Harold, Louis-Stéphane Ulysse, La Bibliothèque, 2018
Si sur une île je devais n’emporter qu’une seule filmographie ce serait celle d’Hitchcock. Éclatant du visible tranchant sur le sombre du secret, chaque film comme une succession de couches à détacher une à une sans être jamais sûr du noyau auquel on parvient. Des films vus et revus sans épuisement. Un peu comme les peintures de Hopper, deux esthétiques classiques et l’obsession de la construction impeccable. Sous la clarté des films de l’un et des peintures de l’autre, l’effroi, l’impureté, le désordre, le manque. De la fin des années 1950 aux années 1980, le roman de Louis-Stéphane Ulysse explore l’ombre d’Hitchcock et celle de l’Amérique. Il le fait à coups de griffes, à l’image de son personnage principal, un corbeau nommé Harold. Lumineuse peinture d’un monde en noir.

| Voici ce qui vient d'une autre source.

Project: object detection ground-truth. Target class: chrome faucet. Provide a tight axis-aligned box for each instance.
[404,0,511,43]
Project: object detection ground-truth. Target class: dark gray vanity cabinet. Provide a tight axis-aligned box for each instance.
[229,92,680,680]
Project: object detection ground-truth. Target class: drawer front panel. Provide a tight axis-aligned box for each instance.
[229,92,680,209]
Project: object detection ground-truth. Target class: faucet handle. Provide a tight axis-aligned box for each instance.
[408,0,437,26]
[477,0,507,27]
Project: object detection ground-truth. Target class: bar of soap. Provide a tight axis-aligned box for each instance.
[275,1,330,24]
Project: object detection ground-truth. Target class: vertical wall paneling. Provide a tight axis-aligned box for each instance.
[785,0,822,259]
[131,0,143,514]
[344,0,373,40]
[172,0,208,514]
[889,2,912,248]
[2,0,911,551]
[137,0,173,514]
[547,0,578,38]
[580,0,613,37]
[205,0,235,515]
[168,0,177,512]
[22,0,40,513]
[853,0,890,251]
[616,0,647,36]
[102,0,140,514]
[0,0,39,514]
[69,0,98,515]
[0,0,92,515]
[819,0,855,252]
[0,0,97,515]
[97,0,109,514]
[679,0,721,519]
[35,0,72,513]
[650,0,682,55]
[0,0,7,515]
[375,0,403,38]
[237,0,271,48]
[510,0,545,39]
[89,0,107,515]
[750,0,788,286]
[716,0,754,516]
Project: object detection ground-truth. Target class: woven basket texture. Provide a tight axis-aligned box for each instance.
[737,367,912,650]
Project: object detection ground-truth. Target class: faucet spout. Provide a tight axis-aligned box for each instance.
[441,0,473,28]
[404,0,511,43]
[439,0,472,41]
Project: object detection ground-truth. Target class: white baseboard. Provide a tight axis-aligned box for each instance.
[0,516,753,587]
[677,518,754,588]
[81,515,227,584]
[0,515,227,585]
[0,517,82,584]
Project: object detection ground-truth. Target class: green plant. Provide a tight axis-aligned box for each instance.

Harold vient de Vienne, il appartenait à un magicien qui lui a appris des tours et son nom a été gravé sur une bague argentée. L’homme s’approche. D’un geste précis, il resserre la bague, encore fumante, autour de la patte du jeune corbeau. Le cri est strident et les autres corbeaux lui répondent avec frénésie. Le vacarme se propage par vagues jusqu’aux voûtes les plus éloignées, transformant les catacombes en volière infernale. Et sans doute que l’enfance d’Harold s’est arrêtée à cet instant précis quand les flammes du brasero dansaient encore en reflet dans ses prunelles noires. Trait d’union mystérieux, noir et violent du roman, Harold passe de la vieille Europe à l’Amérique des années 1960 hantée par ses rêves de réussite, d’argent, secouée de dérives mafieuses et de sursauts puritains. Le même trajet qu’Hitchcock qui, à partir de Rebecca (1940), réalisa tous ses films à Hollywood (hors le dernier, thriller britannique, Frenzy, 1975).
Février 1962, Bodega Bay, le tournage des Oiseaux débute sous tension. Jouer avec les caprices océaniques de la météo, se débrouiller avec les volatiles (les capturer, les lâcher, s’en protéger, les protéger puisque la Ligue de protection des oiseaux veille, user de doublures mécaniques… tout y passe), temps et argent ne font qu’un sur un tournage. C’est là qu’Harold rencontre la blonde Tippi Hedren qui joue le rôle de Mélanie (du grec, la noire). Une première, elle était mannequin. Hitchcock aime fabriquer, pour mieux la contrôler, la célébrité, surtout celle des femmes. Très finement documenté, le roman de L.S. Ulysse reconstitue l’atmosphère du tournage et ses suites, tire des fils à partir de certains personnages pour multiplier les intrigues, les reliant au noir de l’histoire des États-Unis. Il manie le pinceau sans s’attarder, à coups de brosse secs, précis, qui éclairent, amorcent, démultiplient les ombres, nous plongeant dans le poisseux.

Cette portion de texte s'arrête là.